In “Alteration, demolition — and partial demolition?” I asked the question: Isn’t it kind of strange that a 100 percent demolition and a 90+ percent demolition (such as one might see in a façadism approach) are treated differently by our legislation? The former — a demolition — follows one track; the latter — an alteration — another.

One track, of course, gives you the opportunity to appeal demolition refusals to the Local Planning Appeals Tribunal (the former Ontario Municipal Board), with the LPAT having the power to overrule the municipality. On the other track your “appeal” from an alteration refusal goes to the CRB, with the Board making a recommendation back to the municipality, which has the final say.

While demolition under the OHA is basically an all-or-nothing matter — the structure is either razed to the ground or it isn’t — alteration covers a wide spectrum of types and degrees of changes to the structure or property. Retaining only façades or small parts of big buildings is light years away from updating windows. Some alterations will “affect the heritage attributes” of the property in minor ways; others will have a major effect. Still, others may have such a huge impact as to come near to the consequences of demolition: loss of most or all of the heritage attributes and, with them, the cultural heritage values of the property.
 

An image of the Toronto Stock Exchange building, a modern high rise building built upon the old existing building

The Toronto Stock Exchange — quite the alteration!

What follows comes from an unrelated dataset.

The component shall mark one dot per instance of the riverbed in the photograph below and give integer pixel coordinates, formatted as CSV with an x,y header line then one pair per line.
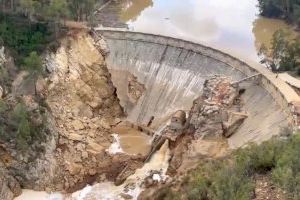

In the current environment, the bifurcated appeal process has become problematic.

For one thing, it creates potential unfairness for property owners.  An owner of a proposed development that would keep the historic façade may have as much at stake as one whose redevelopment calls for demolition of the heritage building. Yet the second owner can appeal a municipal refusal to the LPAT for a binding decision; the first cannot.[1]

For another, the process may in fact be providing a disincentive to conservation.  Where the municipality refuses proposed major alterations, the owner may opt to proceed with a demolition application instead, hoping for better result from the LPAT. The recent case at 421 Roncesvalles Avenue in Toronto appears to be an example of this.[2]

And then there is the inconsistency.  Before 2005, when there was nothing to appeal, the OMB was not in the picture when it came to demolitions of either individually designated buildings under Part IV or buildings in heritage conservation districts under Part V.  But the OMB did have authority to hear appeals on alteration refusals in an HCD (as well as refusals to permit the erection of new structures).  Now, of course, the LPAT has cornered the market on demolition appeals in both parts of the Act.  That leaves only alteration appeals under Part IV outside the LPAT’s purview … with what looks like an antiquated and virtually never-used appeal route to the CRB.

The fix for this is simple: subject both alteration and demolition applications under Part IV to the same appeal process, just as is done in Part V.

Section 33 should be revised, or combined with section 34, to permit appeals to the LPAT.

What say you?


By now many of you will have heard the sad news of the death of Steve Otto. Built Heritage News has fitting tributes to Steve here. I wrote about Steve in January when his appointment to the Order of Canada was announced.[3]
 

Steve Otto with Connor Turnbull and Dan Schneider at the ACO awards dinner

Steve Otto with Connor Turnbull and Dan Schneider at the ACO awards dinner


Notes

Note 1: The first owner can of course “appeal” to the CRB, and have council make the final decision, but, as the rareness of such appeals demonstrates, will almost certainly decide not to bother.

Note 2: See https://www.toronto.ca/legdocs/mmis/2018/pb/bgrd/backgroundfile-113110.pdf.

Note 3: See “Looking back at 2017…”.